If you mean that you can keep Piranhas permanently in brackish (low salt concentration) water, the answer is no. They can probably tolerate, piranhas are strong fishes.
But all the Piranha species live in freshwater and that is what they are accustomed and adapted to.

Regards,


----------



## real4skate (Dec 1, 2005)

Piranhas like there water a little acidic


----------



## Piranha_man (Jan 29, 2005)

C.D. said:


> nope. one of the most important facts is that most LFS people don't know squat.










ESPECIALLY when it comes to piranhas!


----------



## Dr. Giggles (Oct 18, 2003)

As stated piranha are not brackish fish.


----------



## ben2957 (Sep 17, 2005)

i alaways keep some salt in my tank and dont have any problems with my piranhas


----------



## kingsnar (Nov 17, 2005)

no no no and no!!! stupid f*cking lfs employee!!! yes its true fiddlers are indeed brackish but theyre be killed by the piranha, and theyre semi terrestial (meaning they live on land and water). The addition of salt in the water will have disasterous effects on any freshwater fish (including hardy fish like piranhas). Freshwater has a specific gravity reading of 1.000, many south american waters are very slightly brackish, but no species of piranha naturally inhabit these waters.
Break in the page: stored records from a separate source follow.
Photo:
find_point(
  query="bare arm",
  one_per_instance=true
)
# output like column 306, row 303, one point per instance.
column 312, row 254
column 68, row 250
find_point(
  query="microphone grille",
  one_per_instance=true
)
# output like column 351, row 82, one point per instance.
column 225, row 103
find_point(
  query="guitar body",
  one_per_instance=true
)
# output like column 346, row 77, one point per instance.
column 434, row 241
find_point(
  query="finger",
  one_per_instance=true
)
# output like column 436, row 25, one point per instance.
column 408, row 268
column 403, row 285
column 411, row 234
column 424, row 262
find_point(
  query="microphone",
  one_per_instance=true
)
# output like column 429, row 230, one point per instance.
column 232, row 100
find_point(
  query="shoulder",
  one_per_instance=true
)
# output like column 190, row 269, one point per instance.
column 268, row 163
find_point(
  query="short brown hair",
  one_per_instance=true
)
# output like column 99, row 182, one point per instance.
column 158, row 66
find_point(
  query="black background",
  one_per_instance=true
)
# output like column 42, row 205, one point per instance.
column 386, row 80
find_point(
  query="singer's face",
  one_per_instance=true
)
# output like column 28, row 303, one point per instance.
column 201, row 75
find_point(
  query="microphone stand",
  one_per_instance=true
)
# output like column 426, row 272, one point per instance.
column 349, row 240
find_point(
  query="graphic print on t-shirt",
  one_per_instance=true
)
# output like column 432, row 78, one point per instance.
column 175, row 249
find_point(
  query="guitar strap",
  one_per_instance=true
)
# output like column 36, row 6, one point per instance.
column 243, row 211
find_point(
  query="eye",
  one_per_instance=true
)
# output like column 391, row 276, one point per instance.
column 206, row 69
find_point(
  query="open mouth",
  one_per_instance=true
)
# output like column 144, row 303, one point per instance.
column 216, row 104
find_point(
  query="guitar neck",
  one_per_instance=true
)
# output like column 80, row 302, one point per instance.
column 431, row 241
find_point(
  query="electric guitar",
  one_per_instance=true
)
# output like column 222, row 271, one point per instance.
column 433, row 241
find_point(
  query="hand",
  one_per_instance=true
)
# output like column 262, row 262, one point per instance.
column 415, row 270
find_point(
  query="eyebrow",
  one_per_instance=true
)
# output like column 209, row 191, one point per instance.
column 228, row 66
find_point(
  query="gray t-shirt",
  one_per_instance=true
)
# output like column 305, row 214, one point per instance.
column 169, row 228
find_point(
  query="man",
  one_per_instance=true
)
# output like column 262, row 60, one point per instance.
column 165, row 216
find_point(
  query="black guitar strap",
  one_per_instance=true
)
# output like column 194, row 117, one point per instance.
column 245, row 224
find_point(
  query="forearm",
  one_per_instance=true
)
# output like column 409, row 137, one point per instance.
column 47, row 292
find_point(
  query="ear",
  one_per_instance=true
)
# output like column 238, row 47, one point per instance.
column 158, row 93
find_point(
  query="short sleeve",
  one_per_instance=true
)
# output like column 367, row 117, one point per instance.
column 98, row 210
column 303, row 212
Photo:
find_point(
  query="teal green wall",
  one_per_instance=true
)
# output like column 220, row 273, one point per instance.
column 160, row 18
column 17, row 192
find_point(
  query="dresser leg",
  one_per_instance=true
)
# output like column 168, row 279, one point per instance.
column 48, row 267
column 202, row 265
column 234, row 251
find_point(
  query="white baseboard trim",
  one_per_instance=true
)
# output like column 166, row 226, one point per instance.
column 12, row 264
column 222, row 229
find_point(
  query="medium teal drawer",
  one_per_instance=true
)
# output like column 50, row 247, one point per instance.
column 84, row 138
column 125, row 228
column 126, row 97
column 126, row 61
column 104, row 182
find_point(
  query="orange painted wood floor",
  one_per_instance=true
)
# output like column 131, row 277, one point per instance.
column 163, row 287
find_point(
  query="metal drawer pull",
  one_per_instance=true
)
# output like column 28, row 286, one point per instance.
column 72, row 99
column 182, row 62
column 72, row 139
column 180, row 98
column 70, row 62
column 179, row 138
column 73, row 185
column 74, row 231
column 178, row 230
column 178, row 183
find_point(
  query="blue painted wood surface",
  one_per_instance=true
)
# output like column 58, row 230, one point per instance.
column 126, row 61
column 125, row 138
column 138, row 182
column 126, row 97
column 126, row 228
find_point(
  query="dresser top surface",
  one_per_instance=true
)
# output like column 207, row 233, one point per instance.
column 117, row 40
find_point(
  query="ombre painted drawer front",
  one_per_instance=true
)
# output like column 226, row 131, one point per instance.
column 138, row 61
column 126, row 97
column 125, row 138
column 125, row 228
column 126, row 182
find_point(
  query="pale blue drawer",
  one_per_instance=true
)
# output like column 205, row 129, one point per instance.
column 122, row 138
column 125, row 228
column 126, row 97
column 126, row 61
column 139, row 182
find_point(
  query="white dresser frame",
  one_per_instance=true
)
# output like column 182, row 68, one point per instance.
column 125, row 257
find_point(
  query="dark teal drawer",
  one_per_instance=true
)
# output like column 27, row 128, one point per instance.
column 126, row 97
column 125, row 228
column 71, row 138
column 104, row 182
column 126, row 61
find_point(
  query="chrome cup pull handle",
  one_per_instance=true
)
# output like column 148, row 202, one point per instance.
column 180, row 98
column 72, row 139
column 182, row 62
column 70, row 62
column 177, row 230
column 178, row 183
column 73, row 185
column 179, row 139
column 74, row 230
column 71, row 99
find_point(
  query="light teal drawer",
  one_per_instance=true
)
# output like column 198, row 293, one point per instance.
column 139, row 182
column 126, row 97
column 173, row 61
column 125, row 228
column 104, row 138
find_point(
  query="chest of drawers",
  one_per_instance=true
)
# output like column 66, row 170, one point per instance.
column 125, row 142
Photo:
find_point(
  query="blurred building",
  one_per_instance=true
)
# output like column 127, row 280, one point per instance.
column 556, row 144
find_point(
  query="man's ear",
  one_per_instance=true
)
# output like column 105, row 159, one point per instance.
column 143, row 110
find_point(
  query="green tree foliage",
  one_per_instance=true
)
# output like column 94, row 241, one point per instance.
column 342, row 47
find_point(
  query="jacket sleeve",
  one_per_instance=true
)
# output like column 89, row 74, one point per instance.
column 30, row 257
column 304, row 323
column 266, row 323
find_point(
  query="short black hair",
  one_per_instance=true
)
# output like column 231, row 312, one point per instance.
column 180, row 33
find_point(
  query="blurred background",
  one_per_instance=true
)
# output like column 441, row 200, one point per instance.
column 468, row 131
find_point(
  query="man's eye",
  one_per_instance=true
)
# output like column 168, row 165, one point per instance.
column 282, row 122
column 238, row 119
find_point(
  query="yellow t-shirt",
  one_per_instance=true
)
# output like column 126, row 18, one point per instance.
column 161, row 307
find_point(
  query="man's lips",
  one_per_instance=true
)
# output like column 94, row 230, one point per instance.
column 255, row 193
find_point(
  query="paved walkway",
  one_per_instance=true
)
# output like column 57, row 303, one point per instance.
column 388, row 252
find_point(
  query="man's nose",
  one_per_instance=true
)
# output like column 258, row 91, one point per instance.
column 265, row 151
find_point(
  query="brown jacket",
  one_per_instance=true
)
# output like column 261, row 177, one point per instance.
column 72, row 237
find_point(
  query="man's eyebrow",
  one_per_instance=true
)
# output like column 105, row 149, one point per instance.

> i alaways keep some salt in my tank and dont have any problems with my piranhas


what type of salt are you using, marine salt or aquarium salt (aka tonic salt, used for freshwater treatment of many illnesses)? If you SG reading stays at 1.000 your fine, but anything above this will be very very bad for your fish. You wont get a SG reading using tonic salt.


----------